しかし、甘い別れと追憶…という曲の流れに沿えば必然的に大きな港での出来事の回想では、華やかで大きな港町ということになるのでしょう。曲が発表されたのは1947年(昭和二二)。空襲こそ無くなったもののまだまだ戦後の混乱が続いていた時代でした。海外からの引き揚げ組を含めて、港は生き別れた人との再会を果たす重要な場所でもあったのです。けれども「再会」につながる文言も含まれてはいない。つまりは生死すらも判明しない人を待ち侘びる、という意味も遠回しにこの歌には含まれているのですね。だからこそ、思い出の場所での思い出の情景が…。戦争で疲れて傷ついた人たちの心を、このスローで情感溢れる歌声は癒してくれました。そして大ヒットしたのです。

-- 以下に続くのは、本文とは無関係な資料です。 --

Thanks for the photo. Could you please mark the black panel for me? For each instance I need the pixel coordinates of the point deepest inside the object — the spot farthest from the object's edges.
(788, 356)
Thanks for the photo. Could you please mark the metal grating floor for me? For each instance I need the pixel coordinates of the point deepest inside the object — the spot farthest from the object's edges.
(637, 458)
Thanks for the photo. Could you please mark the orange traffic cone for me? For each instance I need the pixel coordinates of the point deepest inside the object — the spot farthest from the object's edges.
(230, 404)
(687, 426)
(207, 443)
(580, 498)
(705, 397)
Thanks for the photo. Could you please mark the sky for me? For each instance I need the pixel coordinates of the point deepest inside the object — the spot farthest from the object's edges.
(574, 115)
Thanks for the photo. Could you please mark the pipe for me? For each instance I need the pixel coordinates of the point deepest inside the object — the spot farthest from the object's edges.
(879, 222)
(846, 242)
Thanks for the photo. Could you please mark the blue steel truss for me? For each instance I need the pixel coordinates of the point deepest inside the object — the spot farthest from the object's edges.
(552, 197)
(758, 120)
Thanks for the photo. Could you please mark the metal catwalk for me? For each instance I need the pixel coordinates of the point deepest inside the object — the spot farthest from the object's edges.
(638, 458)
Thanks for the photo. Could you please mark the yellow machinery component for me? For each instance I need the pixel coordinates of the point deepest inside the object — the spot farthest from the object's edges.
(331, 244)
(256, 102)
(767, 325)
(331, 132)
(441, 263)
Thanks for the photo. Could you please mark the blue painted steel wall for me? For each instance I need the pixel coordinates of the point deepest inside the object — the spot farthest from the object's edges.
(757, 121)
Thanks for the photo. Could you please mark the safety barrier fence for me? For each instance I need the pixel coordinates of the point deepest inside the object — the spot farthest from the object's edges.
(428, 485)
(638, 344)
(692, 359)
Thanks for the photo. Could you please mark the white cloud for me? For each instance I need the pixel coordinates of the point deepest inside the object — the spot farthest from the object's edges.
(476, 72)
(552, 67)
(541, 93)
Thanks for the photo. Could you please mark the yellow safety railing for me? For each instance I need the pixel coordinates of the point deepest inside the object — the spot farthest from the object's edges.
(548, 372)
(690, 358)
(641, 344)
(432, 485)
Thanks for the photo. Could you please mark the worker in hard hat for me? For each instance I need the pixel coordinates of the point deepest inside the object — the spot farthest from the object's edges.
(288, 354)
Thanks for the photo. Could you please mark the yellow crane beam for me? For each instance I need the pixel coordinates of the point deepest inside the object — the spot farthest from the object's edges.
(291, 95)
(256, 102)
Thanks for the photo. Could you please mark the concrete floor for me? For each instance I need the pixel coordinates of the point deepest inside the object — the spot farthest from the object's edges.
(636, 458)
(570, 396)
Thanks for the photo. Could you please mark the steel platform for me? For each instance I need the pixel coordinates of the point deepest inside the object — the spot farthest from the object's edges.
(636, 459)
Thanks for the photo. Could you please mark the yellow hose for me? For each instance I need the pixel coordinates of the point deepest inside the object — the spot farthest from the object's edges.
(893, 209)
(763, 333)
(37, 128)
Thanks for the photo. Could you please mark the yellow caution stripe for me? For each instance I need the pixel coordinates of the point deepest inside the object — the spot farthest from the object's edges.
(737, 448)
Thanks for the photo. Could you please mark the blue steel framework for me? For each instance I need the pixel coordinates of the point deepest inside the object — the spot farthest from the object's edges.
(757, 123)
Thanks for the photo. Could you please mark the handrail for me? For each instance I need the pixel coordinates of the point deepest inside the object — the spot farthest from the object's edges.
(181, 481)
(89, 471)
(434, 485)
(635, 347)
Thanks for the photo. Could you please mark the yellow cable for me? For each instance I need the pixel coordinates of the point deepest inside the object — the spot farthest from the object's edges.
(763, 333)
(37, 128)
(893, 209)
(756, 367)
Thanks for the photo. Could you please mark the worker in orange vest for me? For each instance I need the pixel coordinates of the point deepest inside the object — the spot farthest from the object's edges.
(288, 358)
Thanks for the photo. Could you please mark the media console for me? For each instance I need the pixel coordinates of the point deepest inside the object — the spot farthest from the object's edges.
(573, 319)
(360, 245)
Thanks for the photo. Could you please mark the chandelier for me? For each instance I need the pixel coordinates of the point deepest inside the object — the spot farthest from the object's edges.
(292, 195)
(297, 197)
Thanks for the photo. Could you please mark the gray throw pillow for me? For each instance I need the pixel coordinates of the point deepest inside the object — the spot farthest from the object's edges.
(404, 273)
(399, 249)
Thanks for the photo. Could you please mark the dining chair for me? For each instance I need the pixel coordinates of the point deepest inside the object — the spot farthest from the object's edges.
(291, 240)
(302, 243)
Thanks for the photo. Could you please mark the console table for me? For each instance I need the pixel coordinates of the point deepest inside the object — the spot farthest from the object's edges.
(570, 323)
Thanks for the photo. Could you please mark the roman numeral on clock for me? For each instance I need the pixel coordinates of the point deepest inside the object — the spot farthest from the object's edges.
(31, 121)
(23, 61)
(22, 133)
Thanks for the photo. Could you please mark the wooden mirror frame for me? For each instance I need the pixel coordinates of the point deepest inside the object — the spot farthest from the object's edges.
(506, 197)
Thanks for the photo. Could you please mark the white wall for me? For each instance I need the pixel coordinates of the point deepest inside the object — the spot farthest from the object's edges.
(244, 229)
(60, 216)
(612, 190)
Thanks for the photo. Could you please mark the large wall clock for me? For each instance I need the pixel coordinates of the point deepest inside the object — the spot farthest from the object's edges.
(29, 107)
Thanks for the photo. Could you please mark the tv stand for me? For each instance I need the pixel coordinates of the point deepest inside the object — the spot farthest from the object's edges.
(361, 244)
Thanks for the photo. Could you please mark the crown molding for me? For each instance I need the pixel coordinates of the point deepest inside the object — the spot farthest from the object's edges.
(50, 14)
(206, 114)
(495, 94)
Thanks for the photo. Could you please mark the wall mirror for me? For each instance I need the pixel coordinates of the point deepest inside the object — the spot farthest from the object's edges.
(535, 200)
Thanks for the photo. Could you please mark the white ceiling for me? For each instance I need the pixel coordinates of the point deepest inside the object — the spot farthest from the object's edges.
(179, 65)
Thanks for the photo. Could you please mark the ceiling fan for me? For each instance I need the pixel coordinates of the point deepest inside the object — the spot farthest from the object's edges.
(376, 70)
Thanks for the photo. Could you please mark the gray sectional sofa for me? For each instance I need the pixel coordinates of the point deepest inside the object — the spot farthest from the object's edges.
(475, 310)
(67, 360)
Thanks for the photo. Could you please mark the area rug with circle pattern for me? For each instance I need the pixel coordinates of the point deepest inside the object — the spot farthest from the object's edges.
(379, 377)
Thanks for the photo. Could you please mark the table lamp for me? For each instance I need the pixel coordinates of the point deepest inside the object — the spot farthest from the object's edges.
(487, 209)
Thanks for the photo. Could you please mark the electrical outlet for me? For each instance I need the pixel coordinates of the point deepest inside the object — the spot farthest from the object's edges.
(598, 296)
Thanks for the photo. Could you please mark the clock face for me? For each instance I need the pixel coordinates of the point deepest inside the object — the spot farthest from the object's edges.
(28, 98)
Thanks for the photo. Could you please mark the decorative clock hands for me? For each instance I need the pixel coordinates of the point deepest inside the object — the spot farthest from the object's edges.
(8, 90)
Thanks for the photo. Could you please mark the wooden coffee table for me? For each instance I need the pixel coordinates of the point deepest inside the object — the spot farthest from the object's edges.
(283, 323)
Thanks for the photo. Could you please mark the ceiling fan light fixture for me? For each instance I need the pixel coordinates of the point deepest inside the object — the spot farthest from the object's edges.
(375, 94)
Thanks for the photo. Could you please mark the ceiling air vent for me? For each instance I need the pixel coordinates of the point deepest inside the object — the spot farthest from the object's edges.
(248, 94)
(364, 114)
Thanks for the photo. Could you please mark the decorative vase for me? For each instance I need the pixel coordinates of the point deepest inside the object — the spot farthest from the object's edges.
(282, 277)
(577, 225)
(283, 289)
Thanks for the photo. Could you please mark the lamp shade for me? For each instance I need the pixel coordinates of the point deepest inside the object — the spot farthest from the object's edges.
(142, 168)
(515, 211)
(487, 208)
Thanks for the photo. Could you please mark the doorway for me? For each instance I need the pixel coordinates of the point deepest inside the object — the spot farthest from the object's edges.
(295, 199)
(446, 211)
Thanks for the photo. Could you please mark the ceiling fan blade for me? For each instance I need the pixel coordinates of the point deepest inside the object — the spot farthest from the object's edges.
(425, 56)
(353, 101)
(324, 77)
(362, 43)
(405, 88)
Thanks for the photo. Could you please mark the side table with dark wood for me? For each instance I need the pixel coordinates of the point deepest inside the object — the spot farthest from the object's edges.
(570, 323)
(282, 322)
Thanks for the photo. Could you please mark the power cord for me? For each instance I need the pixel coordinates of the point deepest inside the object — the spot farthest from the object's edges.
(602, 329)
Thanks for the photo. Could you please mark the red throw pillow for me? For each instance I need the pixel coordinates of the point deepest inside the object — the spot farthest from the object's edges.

運良く再会できた人たちは生の喜びを、不幸にして命を落としてしまった人に対しては善かった時代とその善き思い出を抱いて。確かに歌は時代を動かす大きな力を持っていますよね。そして時代に選ばれた曲だからこそ、語り継がれて生命が吹き込まれるということも。
場所を特定しないがゆえの、ご当地ソングというのも趣があると言えます。その代表として『港が見える丘』を紹介させていただきました。


≪新しい港と街のあり方は≫


文化が進めば人々の生き方も変わります。道路網が整備され、離れていた島と直接橋やトンネルで結ばれると、そことを繋いでいたフェリーや連絡船は姿を消し、旅客の姿は見られなくなりました。私たちの神戸も例外ではなく行き交う人たちで賑わった中突堤の周辺は色褪せ、流通の形態が大きく変わった各々の突堤に入る貨物船も本当に少なくなったのです。コンテナの取扱いも減り、港で元気に働いている人も減っているのです。
活気を知っている者として本当に寂しいとしか言いようが。ありません。



それでも街は生きているのです。歌の文句になるような情景は遠くなりましたが、また別な容で再生することでしょう。その証拠に殺風景だった、機能一点張りな学人の風景も、明るくおシャレな新しい施設で彩られることが多くなっていますしね。
新しい時代には新しい音楽を。その発信源がこのKOBEであり続けることを信じて、楽しく日々を過ごすことにしましょう!